People Matter.The Australian experience also suggests that individual champions who can wield influence both domestically and abroad are critical to addressing transnational threats. This is especially true when it comes to nuclear and radiological security, an area where the threat is often too abstract for politicians, who often prefer to focus on dangers that appear more concrete, newsworthy, and politically expedient. Australia’s nuclear security leadership has been driven by a handful of advocates. In addition to key people within the Canberra bureaucracy, this group consists of Australians who are based overseas and helping to shine a light on nuclear dangers. People involved in the Nuclear Threat Initiative's Global Dialogue on Nuclear Security Priorities, who have been driving the proposal on international assurances, have shown the important role of individual proponents. Australian nuclear-security champions John Carlson, Robert Floyd, and Trevor Findlay have been active members of this forum, helping to define the concept of assurances, pin down what it means in practice, and shape the proposal that Australia and others are currently promoting. Crucially, Floyd, who is director general of the Australian Safeguards and Nonproliferation Office, has helped carry the proposal from nongovernmental forums into the official diplomatic process, where it has formed the basis for discussions at international meetings in Istanbul, The Hague, and Ottawa. If language on international assurances is adopted at the March 2014 Summit, it will be largely thanks to the efforts of a core group of nuclear security champions from Australia, the United States, and the Netherlands.
A Strategy for the Abbott Government. Australia’s new government can draw upon these lessons to launch a nuclear security strategy that would require a modest financial output (about 2 million Australian or $1.8 million US dollars per year) and yet reap significant national, regional, and international rewards.
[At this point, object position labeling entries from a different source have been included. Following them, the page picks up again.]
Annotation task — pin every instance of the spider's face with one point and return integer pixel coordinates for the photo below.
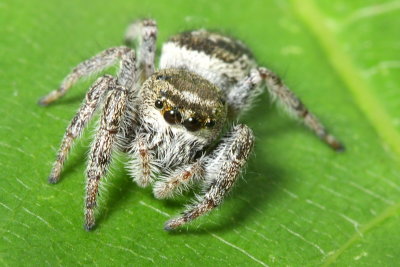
(187, 101)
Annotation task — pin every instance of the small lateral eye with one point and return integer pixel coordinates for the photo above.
(192, 124)
(210, 123)
(159, 104)
(173, 116)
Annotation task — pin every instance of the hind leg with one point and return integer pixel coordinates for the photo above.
(240, 98)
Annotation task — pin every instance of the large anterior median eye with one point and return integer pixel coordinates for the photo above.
(173, 116)
(192, 124)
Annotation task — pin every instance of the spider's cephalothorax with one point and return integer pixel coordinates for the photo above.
(172, 123)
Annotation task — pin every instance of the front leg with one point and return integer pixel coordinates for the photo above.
(221, 171)
(100, 153)
(93, 65)
(145, 31)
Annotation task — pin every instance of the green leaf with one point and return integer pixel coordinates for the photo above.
(298, 204)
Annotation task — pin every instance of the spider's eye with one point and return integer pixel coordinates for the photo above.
(210, 123)
(159, 104)
(192, 124)
(173, 116)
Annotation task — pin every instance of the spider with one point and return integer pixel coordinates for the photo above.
(174, 122)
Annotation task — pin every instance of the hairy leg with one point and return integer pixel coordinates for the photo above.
(102, 147)
(145, 31)
(222, 170)
(179, 180)
(86, 68)
(78, 123)
(241, 96)
(94, 97)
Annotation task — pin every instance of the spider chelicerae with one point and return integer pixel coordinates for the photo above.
(173, 122)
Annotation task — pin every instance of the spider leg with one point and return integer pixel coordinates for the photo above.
(89, 106)
(221, 171)
(242, 95)
(95, 64)
(102, 147)
(179, 180)
(145, 158)
(145, 31)
(78, 124)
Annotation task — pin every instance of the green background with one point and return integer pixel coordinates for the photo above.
(299, 203)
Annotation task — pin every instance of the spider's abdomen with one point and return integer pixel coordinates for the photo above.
(218, 58)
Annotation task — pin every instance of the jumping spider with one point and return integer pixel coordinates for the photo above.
(172, 122)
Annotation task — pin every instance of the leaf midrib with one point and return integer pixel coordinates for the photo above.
(313, 19)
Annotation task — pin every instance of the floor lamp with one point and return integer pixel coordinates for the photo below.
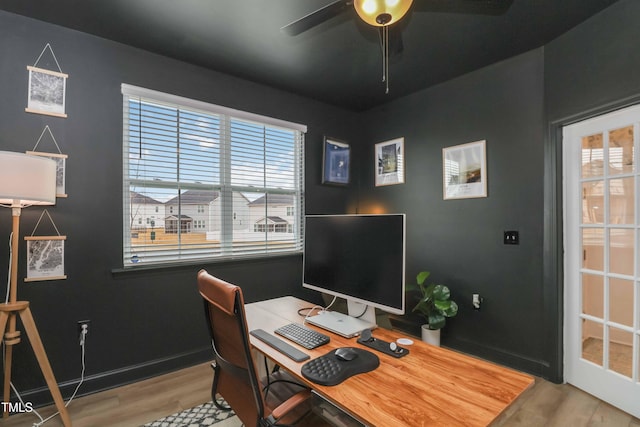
(25, 180)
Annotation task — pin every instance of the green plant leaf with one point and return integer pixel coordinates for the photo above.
(442, 306)
(452, 310)
(422, 276)
(436, 321)
(441, 293)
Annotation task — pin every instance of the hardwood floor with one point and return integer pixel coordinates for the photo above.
(545, 404)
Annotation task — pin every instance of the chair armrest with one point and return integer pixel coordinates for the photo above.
(290, 404)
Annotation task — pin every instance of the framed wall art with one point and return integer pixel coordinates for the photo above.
(59, 158)
(47, 89)
(336, 162)
(389, 162)
(464, 171)
(45, 254)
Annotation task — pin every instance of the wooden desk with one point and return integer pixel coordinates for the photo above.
(431, 386)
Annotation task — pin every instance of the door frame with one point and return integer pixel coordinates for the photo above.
(553, 249)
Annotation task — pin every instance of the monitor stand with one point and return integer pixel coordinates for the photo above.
(346, 325)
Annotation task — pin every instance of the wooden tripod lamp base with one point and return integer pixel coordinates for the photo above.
(21, 308)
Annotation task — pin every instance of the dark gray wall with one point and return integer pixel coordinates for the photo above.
(461, 241)
(519, 107)
(146, 322)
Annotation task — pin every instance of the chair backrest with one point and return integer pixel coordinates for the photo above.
(236, 375)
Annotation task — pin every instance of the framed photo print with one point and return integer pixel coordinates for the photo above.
(45, 258)
(389, 162)
(336, 161)
(464, 171)
(46, 92)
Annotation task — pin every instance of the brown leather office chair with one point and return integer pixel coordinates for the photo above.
(235, 374)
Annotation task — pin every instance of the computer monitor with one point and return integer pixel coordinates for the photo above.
(357, 257)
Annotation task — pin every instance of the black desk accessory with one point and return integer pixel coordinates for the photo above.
(283, 347)
(390, 348)
(301, 335)
(331, 370)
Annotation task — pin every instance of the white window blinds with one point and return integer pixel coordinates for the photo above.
(204, 181)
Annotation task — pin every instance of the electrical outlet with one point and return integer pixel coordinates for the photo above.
(477, 300)
(81, 323)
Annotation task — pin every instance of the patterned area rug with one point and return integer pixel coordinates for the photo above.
(206, 414)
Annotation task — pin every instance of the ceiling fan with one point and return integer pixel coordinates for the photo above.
(383, 14)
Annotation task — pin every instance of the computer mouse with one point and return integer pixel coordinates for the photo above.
(346, 354)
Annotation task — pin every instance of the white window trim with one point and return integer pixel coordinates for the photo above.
(187, 103)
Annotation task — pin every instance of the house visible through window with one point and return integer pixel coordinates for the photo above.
(219, 183)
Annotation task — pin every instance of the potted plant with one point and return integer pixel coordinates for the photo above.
(435, 305)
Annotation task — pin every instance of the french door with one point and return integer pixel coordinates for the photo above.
(602, 257)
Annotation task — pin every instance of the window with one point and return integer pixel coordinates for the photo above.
(225, 183)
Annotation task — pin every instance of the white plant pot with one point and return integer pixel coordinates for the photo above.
(431, 336)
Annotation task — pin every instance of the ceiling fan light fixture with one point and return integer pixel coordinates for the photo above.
(381, 13)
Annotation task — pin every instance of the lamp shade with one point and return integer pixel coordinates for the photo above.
(26, 180)
(381, 13)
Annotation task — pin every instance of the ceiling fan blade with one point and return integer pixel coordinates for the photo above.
(316, 18)
(396, 46)
(478, 7)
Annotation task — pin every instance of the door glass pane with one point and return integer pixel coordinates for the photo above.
(592, 341)
(621, 251)
(592, 156)
(621, 301)
(621, 197)
(593, 248)
(620, 351)
(593, 295)
(621, 151)
(593, 202)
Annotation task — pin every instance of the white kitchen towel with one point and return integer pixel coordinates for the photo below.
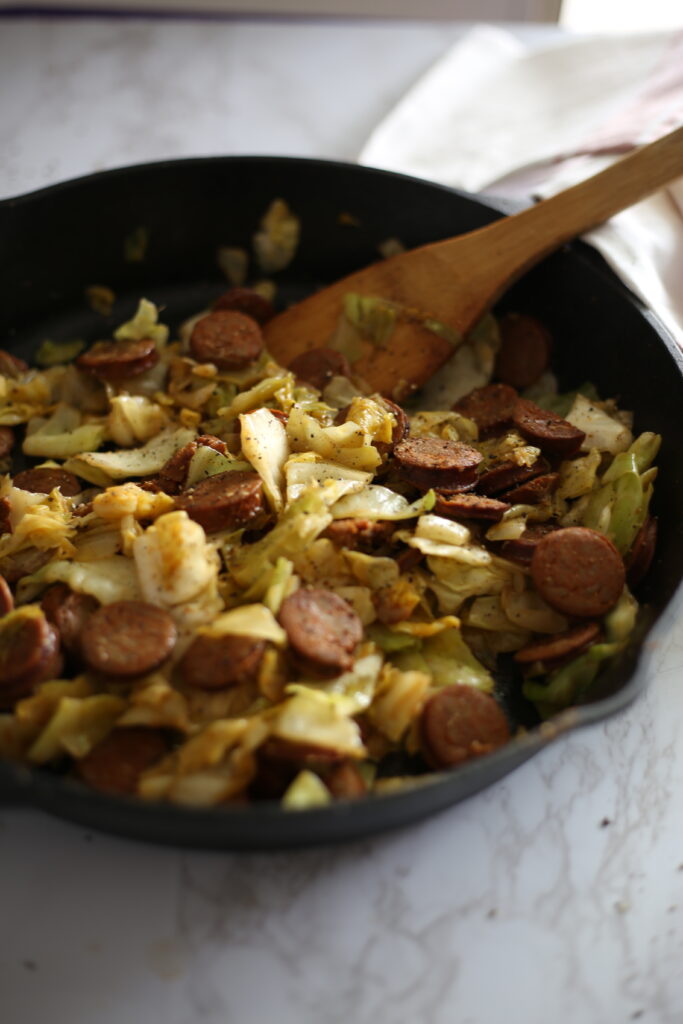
(494, 116)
Such a strategy should focus, first of all, on relaunching the highly-successful RSRS project. The sooner it is revitalized the better, so that the network it developed between 2004 and mid-2013 will not have broken up.
Second, the Abbott government should create a new regional mechanism centered on improving nuclear security in the Asia-Pacific region more generally. This should be a multi-stakeholder effort conducted in close collaboration with the IAEA, domestic nuclear agencies across the region, and the centers of excellence in Japan, South Korea, and China. Efforts should focus on capacity-building in Southeast Asia, particularly in countries set to develop nuclear power programs.
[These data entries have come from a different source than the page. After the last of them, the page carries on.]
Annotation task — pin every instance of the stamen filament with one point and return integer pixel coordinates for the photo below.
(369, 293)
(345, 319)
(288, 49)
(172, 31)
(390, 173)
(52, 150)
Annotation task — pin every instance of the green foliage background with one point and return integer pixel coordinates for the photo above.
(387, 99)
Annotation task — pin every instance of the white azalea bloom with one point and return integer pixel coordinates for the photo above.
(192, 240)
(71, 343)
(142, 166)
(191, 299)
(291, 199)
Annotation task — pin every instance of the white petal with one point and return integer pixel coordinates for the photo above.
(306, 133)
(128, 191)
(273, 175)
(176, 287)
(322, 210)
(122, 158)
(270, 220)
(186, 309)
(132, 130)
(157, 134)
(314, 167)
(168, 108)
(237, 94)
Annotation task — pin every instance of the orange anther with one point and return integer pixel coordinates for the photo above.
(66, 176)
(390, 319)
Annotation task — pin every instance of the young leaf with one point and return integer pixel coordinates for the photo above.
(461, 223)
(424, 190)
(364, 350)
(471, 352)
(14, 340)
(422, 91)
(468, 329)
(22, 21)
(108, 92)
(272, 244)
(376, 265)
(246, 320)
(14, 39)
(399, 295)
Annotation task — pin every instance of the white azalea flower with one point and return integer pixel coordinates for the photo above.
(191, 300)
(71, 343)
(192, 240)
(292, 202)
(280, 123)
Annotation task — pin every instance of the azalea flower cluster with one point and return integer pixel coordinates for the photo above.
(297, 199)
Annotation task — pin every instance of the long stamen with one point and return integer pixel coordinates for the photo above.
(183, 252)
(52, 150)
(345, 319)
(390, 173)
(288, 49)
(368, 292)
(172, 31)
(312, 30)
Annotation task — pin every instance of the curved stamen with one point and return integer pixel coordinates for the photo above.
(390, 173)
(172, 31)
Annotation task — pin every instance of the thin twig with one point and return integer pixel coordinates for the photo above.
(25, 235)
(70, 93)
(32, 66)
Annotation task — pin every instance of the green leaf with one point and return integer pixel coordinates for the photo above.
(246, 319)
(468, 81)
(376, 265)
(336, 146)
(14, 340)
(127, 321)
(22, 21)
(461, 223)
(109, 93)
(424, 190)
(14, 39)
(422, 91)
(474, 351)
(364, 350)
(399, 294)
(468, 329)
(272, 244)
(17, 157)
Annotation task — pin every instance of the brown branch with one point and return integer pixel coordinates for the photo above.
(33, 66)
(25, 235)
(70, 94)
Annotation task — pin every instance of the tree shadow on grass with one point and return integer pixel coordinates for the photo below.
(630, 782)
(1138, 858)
Finally, Australia should develop a public education campaign, both domestically and at the international level, to raise awareness of nuclear-security challenges and opportunities and to help ease political issues surrounding the topic.
Together these initiatives would capitalize on Australia’s successful nuclear security record and help reduce global dangers—all at a very modest cost. They would also serve as a useful model for other states seeking to play a similar leadership role.
Editor's note: This article was written by Tanya Ogilvie-White, an independent researcher specializing in nuclear issues based in Canberra, Australia, and David Santoro, a senior fellow at the Pacific Forum Center for Strategic and International Studies. These ideas will be further elaborated in their monograph, Preventing Nuclear Terrorism: Australia’s Leadership Role (Canberra: Australian Strategic Policy Institute, January 2014).